More than 80 communities located in different regions did not have their own government – they depended on “the metropolis” -, they were subject to the legislation and customs of their “conquerors” and, for one reason or another, they could not choose their future as society.
75 years have passed since then and although most of the colonies of the world achieved its independence, the decolonization process It did not conclude: more than a million and a half inhabitants live in territories that “belong” to other countries. But, How many colonies are there in the world, what are they and on which states do they depend?
It is known that the postwar period caused a great change in the political distribution of the world map. While the U.S of America and Russia fought in the Cold War their ideological battle between capitalism and communism, European powers like Britain and France they began to detach themselves from the territories they had once conquered and which demanded their independence more than ever.
First came Asian countries like India, Pakistan, North and South Korea in the late 1940s and 1950s; then most Africans in the ’60s – and some in the late’ 70s and ’80s – and; Finally, the great decolonization process of the Pacific took place in the 1990s, when small island countries such as the Federated States of Micronesia and the Republic of the Marshall Islands, in Oceania, were born.
The incredible landscapes of Bora Bora, French Polynesia, colony of France.
According to data from the United Nations (UN), however, they still exist in the world 17 colonies. The “Non-autonomous Territories” -as that international organization calls the peoples that did not reach the fullness of their own government-, are islands that are under the rule of the United Kingdom, the United States of America, France and New Zealand.
Of the UK depend on Anguilla, Bermuda, Gibraltar, Cayman Islands, Falkland Islands, Turks and Caicos Islands, Virgin Islands (British), Montserrat, Pitcairn and Saint Helena.
U.S it owns Guam, the United States Virgin Islands and American Samoa.
AND France dominates French Polynesia and New Caledonia.
In its list, the UN also includes the “Transferred Territories” of Tokelau, whose sovereignty was handed over in 1948 by the United Kingdom to New Zealand and Western Sahara, which in 1976 was ceded by Spain to Morocco and Mauritania.
In 1976 Spain transferred Western Sahara to Morocco and Mauritania.

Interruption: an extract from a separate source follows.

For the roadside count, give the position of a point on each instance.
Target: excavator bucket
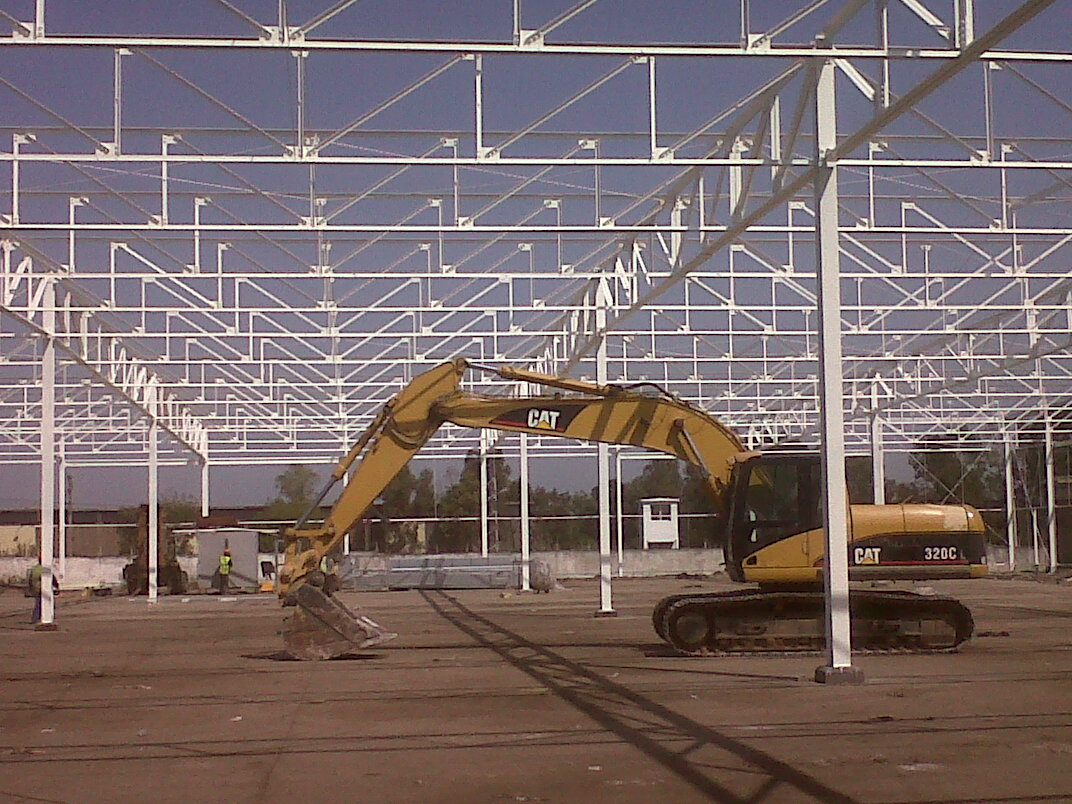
(322, 627)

All these colonies are under the supervision of the “Special Committee for Decolonization” of the UN, made up of members from 29 nations and to which the “administering Powers” must report each year.

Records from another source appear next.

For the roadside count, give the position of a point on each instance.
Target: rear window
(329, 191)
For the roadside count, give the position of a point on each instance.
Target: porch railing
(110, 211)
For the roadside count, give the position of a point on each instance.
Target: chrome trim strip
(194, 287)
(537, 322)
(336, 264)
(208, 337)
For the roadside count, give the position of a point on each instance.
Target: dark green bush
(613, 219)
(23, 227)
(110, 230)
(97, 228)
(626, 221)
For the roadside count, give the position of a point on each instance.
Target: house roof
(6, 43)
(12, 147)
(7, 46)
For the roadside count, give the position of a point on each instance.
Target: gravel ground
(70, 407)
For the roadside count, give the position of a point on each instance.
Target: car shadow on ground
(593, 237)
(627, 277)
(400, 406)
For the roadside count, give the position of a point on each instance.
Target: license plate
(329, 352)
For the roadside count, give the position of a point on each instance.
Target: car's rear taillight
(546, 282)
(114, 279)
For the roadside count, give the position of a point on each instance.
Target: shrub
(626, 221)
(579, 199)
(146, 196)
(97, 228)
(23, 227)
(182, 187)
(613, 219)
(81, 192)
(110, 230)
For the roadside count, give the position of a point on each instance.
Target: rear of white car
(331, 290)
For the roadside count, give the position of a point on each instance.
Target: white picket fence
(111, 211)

Also known as “C-24”, the function of this body is to monitor the situation of the colonies and, ultimately, to mediate between administrators and non-autonomous peoples to finally reach a decolonization agreement as provided in the Declaration on the Concession of the Independence of Colonial Countries and Peoples, signed by the General Assembly in 1960.
Since then, the international organization has issued hundreds of resolutions to modify the status of these territories through one of these three options: to become an independent and sovereign State, to establish free association with an Independent State or to join an independent State.
In all cases, the decision must be the result of the free and voluntary choice of the “colonized” peoples, with knowledge of the facts and through democratic procedures.